President Obama recently announced his intention to restrict what can be sold in private vending machines at public schools as a way to address the obesity crisis among children and youth.
This comes after the U.S. Department of Agriculture, or USDA, issued new school meal guidelines in January that require increased amounts of healthy foods to be served.
The USDA has always restricted recipients of its Special Supplemental Nutrition Program for Women, Infants and Children to purchases within a prescribed, nutritionally based food package.
But these nutrition concerns don't apply to the Food Stamp Program, now called the Supplemental Nutrition Assistance Program. The nation's largest "nutrition" program, SNAP supported more than 44 million individuals at a cost to taxpayers of nearly $72 billion in 2011 -- including 3 million recipients in New York receiving over $5 billion annually.
The White House and the USDA can't seem to make up their minds about whether they support healthy nutrition. Late last year, they denied a demonstration project in New York City that would prevent spending food stamp dollars on unhealthy foods.
It's time to rethink the administration's double standard on nutrition.
In August 2011, the USDA rejected New York's demonstration request, submitted jointly by then-Gov. David Paterson and Mayor Michael Bloomberg, to ban the purchase of sugar-sweetened beverages in New York City with SNAP funds.
SNAP allows and, ironically, encourages the purchase of such unhealthy products. This is because SNAP purchases cannot be taxed, so that liter of soda is less expensive for SNAP recipients than for other consumers.
Numerous organizations and individuals supported the demonstration request for one overriding reason: These beverages are among the leading contributors to childhood obesity and the resultant plague of diabetes so prevalent in poor and minority communities.
The project would also have included a rigorous evaluation component to determine if consumption was reduced when purchases were not subsidized.
Valuing entitlement ahead of health concerns, anti-hunger advocates, supported by the beverage industry, howled that the prohibition would "stigmatize" recipients by limiting free choice.
But the demonstration was far from a "nanny state" approach -- instead, it attempted to address a major public health problem brought on by excess sugar consumption.

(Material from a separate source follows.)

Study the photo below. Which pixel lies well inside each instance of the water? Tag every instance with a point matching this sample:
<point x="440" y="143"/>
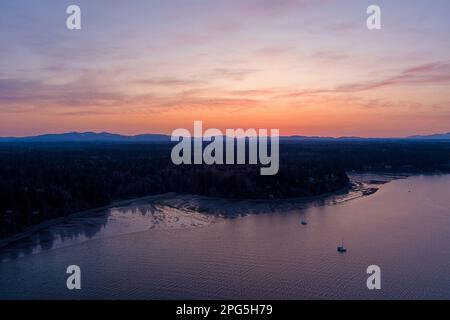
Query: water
<point x="404" y="228"/>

The stigma charge is hollow, anyway, because stores already disallow, at the checkout register, certain purchases not covered by SNAP -- alcohol, tobacco, paper products and prepared foods, for instance.
Sadly, the USDA caved to the advocates, ignored the public health implications, and, with the administration's blessing, denied the demonstration project -- effectively ensuring ongoing health problems for the poorest children in New York City.
As a result, taxpayers will get hit twice: SNAP will continue to support purchases of sugared beverages, and more taxpayer dollars will be spent through Medicaid to treat resultant obesity-related health problems such as diabetes.
Washington's rejection was made easier by New York Gov. Andrew Cuomo's silence on the demonstration project after he took office, even though his Department of Health views obesity prevention as a priority.
SNAP faces federal reauthorization by September 30, 2012. Resubmitting the project this year would put the issue back on center stage and send a clear message to Obama and Congress to consider limiting the allowable SNAP food package, at least as it relates to sugared beverages.
Government cannot rail against obesity on one hand while using public funds to underwrite the problem on the other.
Allowing SNAP dollars to be spent on unhealthy products is a thumb in the eye to taxpayers, and undermines public trust that their money is being spent wisely on this important safety net program.
Russell Sykes is a senior fellow at the Empire Center for New York State Policy, a project of the Manhattan Institute for Policy Research.